El deshielo es la eliminación de escarcha, nieve y hielo de las alas, la cola y las superficies de control de una aeronave antes del despegue, normalmente rociando fluido caliente a base de glicol desde un camión de deshielo. La regla detrás es absoluta — el "concepto de aeronave limpia": ningún vuelo comercial puede despegar con contaminación congelada adherida a las superficies críticas, porque incluso una capa gruesa de escarcha degrada de forma medible la sustentación del ala. Cuando las condiciones lo requieren, el deshielo no es una decisión discrecional que la tripulación pueda omitir; es una precondición legal del despegue.
El proceso tiene etapas.

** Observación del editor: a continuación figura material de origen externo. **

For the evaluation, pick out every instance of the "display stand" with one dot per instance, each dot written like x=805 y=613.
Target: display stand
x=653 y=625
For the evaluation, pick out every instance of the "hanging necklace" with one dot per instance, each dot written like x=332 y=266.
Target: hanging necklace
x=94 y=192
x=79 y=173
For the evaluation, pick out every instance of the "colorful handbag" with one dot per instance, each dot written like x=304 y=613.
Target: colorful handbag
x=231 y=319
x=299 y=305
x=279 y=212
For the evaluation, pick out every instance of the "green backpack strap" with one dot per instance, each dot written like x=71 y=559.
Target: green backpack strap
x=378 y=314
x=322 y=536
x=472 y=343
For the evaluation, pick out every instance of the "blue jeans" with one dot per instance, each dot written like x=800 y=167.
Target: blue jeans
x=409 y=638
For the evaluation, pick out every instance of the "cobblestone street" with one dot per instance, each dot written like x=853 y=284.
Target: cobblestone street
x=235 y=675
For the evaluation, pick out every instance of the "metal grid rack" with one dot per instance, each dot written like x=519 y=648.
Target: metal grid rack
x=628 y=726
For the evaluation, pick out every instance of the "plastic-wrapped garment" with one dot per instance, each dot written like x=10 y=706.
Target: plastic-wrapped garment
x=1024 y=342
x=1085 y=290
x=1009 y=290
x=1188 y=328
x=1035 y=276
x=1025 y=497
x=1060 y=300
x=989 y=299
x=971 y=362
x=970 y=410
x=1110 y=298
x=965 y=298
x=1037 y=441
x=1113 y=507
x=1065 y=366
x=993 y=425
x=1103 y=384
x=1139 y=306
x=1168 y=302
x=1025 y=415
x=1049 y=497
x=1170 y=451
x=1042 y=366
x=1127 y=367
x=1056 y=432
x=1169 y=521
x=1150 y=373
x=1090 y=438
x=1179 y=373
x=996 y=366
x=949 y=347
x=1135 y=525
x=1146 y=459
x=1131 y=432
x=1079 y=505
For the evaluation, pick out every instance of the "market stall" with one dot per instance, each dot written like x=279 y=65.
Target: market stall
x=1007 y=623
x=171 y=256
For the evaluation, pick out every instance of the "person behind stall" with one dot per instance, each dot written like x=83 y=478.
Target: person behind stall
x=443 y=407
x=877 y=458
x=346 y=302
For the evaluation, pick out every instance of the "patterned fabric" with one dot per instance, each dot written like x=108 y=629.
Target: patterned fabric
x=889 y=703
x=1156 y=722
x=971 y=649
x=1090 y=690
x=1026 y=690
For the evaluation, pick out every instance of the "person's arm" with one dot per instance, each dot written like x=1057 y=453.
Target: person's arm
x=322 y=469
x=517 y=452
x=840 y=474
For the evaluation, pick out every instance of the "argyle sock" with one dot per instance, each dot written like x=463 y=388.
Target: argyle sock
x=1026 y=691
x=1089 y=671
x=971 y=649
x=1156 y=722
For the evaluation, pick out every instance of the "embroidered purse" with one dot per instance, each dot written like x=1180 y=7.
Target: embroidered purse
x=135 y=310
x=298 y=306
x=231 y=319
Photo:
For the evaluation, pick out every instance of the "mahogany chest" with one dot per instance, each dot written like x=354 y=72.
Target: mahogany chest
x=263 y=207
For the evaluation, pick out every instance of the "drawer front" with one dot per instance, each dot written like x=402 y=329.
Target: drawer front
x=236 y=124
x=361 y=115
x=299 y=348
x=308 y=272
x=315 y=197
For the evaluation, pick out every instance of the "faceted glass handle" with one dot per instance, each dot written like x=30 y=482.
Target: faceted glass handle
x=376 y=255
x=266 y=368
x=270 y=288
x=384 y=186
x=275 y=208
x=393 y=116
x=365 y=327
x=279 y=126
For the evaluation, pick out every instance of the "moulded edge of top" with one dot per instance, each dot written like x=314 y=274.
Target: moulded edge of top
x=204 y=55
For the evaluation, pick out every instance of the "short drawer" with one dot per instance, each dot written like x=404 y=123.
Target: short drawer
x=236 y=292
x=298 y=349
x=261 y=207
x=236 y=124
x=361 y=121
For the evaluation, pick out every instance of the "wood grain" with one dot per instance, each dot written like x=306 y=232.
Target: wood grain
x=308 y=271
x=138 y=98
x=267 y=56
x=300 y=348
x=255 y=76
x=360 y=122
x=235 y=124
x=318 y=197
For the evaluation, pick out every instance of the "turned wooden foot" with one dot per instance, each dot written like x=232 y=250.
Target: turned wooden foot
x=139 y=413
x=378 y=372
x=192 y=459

El fluido Tipo I — caliente, naranja, poco viscoso — elimina lo que ya se ha acumulado. Si la precipitación continúa, una segunda capa de Tipo IV — verde, viscoso — se adhiere a las superficies y compra "holdover time", una ventana protegida de minutos para rodar y despegar antes de que la aeronave necesite tratarse de nuevo. Si se pierde la ventana bajo nieve intensa, la aeronave regresa por otro rociado, a precio completo. Los costos dependen del volumen de fluido y de los precios del aeropuerto: un light jet que necesita una eliminación rápida de escarcha puede ver $1,500–3,500, un midsize bajo nieve moderada $3,000–6,000, y un heavy jet bajo nevada sostenida en un aeropuerto de mercado principal $8,000–15,000, con el fluido facturado por galón a tarifas que varían notablemente entre aeropuertos.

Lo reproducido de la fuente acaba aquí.